5. Skalowanie-Wzrost od laboratorium do produkcji
5.1 Skala liniowa-W górę
Po pomyślnym opracowaniu procesu oczyszczania laboratoryjnego na małą-skalę, proces ten jest proporcjonalnie zwiększany w środowisku nie-produkcyjnym (np. w zakładzie pilotażowym). Celem jest weryfikacja wykonalności, stabilności i powtarzalności procesu, kładąc podwaliny pod późniejszą produkcję komercyjną. Istotą tego procesu jest sprostanie nowym wyzwaniom wynikającym- ze zwiększania skali, takim jak kompatybilność sprzętu, zmiany warunków pracy (np. temperatura, ciśnienie, natężenie przepływu), różnice w wydajności przenoszenia masy oraz kontrola spójności-partii-.
Skala średnicy kolumny-W górę:Skala zgodnie z polem- przekroju poprzecznego (np. 4,6 mm → 50 mm, współczynnik skali ≈ 118×).

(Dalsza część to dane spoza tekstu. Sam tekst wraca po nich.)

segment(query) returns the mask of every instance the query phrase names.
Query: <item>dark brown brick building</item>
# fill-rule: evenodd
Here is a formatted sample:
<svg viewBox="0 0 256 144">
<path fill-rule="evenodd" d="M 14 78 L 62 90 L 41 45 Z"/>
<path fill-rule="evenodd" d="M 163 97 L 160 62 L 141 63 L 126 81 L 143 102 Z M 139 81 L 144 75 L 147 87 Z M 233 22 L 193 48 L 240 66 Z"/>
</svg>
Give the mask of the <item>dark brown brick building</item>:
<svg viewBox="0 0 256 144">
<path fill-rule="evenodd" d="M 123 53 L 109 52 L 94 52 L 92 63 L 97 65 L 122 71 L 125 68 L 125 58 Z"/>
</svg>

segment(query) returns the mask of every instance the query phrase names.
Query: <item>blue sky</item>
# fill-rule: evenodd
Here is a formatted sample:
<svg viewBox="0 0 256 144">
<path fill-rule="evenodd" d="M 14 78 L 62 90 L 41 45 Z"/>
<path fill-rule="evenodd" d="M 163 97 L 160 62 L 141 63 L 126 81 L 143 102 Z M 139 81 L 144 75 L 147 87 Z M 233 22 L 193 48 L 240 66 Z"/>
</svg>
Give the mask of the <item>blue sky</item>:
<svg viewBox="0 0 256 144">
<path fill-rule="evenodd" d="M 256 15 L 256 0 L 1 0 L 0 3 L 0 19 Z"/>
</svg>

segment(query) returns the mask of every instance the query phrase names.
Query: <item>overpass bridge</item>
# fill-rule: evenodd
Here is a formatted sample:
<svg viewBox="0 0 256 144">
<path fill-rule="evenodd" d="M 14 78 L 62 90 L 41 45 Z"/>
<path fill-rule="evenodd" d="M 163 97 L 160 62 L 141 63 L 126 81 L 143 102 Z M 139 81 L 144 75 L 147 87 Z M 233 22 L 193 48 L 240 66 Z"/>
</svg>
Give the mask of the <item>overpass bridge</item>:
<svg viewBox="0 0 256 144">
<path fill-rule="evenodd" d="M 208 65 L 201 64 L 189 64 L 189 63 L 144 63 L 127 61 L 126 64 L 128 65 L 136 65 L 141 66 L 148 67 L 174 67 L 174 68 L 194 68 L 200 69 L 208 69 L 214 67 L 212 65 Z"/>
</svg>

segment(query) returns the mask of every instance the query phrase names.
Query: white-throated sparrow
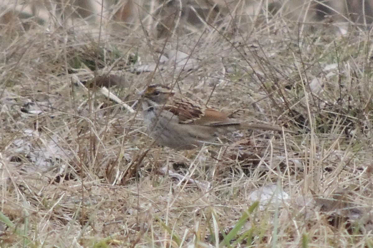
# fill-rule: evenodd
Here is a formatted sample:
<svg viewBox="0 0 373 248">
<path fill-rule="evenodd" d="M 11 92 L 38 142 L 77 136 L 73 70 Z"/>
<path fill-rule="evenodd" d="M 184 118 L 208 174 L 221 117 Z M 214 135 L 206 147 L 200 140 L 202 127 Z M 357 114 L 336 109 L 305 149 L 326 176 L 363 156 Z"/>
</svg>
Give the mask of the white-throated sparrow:
<svg viewBox="0 0 373 248">
<path fill-rule="evenodd" d="M 282 130 L 266 124 L 240 123 L 162 85 L 148 86 L 140 94 L 144 122 L 150 135 L 157 144 L 174 149 L 191 149 L 238 129 Z"/>
</svg>

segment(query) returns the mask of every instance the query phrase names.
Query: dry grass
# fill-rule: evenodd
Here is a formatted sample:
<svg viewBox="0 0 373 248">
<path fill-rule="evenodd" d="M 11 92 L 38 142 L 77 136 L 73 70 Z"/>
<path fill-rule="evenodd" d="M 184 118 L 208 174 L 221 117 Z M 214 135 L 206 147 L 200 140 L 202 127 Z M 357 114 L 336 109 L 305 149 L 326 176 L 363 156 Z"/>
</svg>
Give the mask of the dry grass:
<svg viewBox="0 0 373 248">
<path fill-rule="evenodd" d="M 369 30 L 231 14 L 159 39 L 141 25 L 3 27 L 1 247 L 373 246 Z M 108 73 L 135 113 L 79 82 Z M 152 82 L 298 134 L 157 147 L 136 104 Z"/>
</svg>

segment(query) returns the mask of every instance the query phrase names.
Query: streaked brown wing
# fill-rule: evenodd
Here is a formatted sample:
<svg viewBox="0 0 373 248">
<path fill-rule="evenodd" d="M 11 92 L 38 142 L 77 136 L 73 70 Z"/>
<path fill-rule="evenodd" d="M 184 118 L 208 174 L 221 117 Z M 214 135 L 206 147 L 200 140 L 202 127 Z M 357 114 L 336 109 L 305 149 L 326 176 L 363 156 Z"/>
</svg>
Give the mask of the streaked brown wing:
<svg viewBox="0 0 373 248">
<path fill-rule="evenodd" d="M 171 104 L 164 107 L 175 115 L 179 117 L 179 122 L 183 124 L 191 124 L 204 114 L 204 108 L 199 104 L 193 103 L 186 99 L 175 97 Z"/>
</svg>

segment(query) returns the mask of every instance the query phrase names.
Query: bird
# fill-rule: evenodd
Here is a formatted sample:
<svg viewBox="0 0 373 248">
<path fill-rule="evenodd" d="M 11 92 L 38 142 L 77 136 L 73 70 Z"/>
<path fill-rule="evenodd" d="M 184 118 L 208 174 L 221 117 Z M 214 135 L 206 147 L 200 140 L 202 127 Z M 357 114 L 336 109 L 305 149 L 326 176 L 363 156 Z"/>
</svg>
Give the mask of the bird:
<svg viewBox="0 0 373 248">
<path fill-rule="evenodd" d="M 216 109 L 176 94 L 165 86 L 148 86 L 139 94 L 150 136 L 158 144 L 175 150 L 191 149 L 240 129 L 283 131 L 279 126 L 248 124 L 229 118 Z"/>
</svg>

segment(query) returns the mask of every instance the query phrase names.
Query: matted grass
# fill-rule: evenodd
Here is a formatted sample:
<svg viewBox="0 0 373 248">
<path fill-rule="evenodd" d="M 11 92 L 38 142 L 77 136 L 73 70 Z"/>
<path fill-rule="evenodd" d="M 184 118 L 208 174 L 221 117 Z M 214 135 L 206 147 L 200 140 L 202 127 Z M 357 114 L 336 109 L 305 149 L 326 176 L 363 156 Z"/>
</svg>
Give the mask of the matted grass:
<svg viewBox="0 0 373 248">
<path fill-rule="evenodd" d="M 373 246 L 370 31 L 261 17 L 159 39 L 141 26 L 4 33 L 1 247 Z M 134 113 L 79 82 L 107 73 Z M 137 104 L 150 83 L 297 134 L 158 147 Z"/>
</svg>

Regulacja natężenia przepływu:Utrzymuj liniowe natężenie przepływu (np. 1 ml/min → 50 ml/min).
Rozszerzenie gradientu:Wydłuż czas gradientu proporcjonalnie do objętości kolumny (np. 60 min → 300 min)
5.2-Wybór sprzętu produkcyjnego na dużą skalę
Kolumny dynamicznego ściskania osiowego (DAC):Nadaje się do żywic-z odwróconą fazą, polistyrenowych żywic jonowymiennych o małych-cząsteczkach (10–15 µm) i żywic hydrofobowych na bazie polimerów-. Natomiast niskociśnieniowe kolumny chromatograficzne-szklane są bardziej odpowiednie dla żywic agarozowych i są szeroko stosowane na etapie wychwytywania rekombinowanego peptydu.
Wniosek
Procesy oczyszczania peptydów powinny skupiać się na charakterystyce cząsteczki docelowej, osiągając skuteczną separację poprzez wielowymiarową chromatografię, inteligentną optymalizację parametrów i innowacyjny sprzęt. Trzy główne studia przypadków pokazują, że zwiększenie skali od etapu rozwoju do produkcji wymaga zrównoważenia rygoru naukowego z względami inżynieryjnymi. Oczekuje się, że przyszłe technologie będą ewoluować w kierunku ciągłych, inteligentnych i ekologicznych procesów.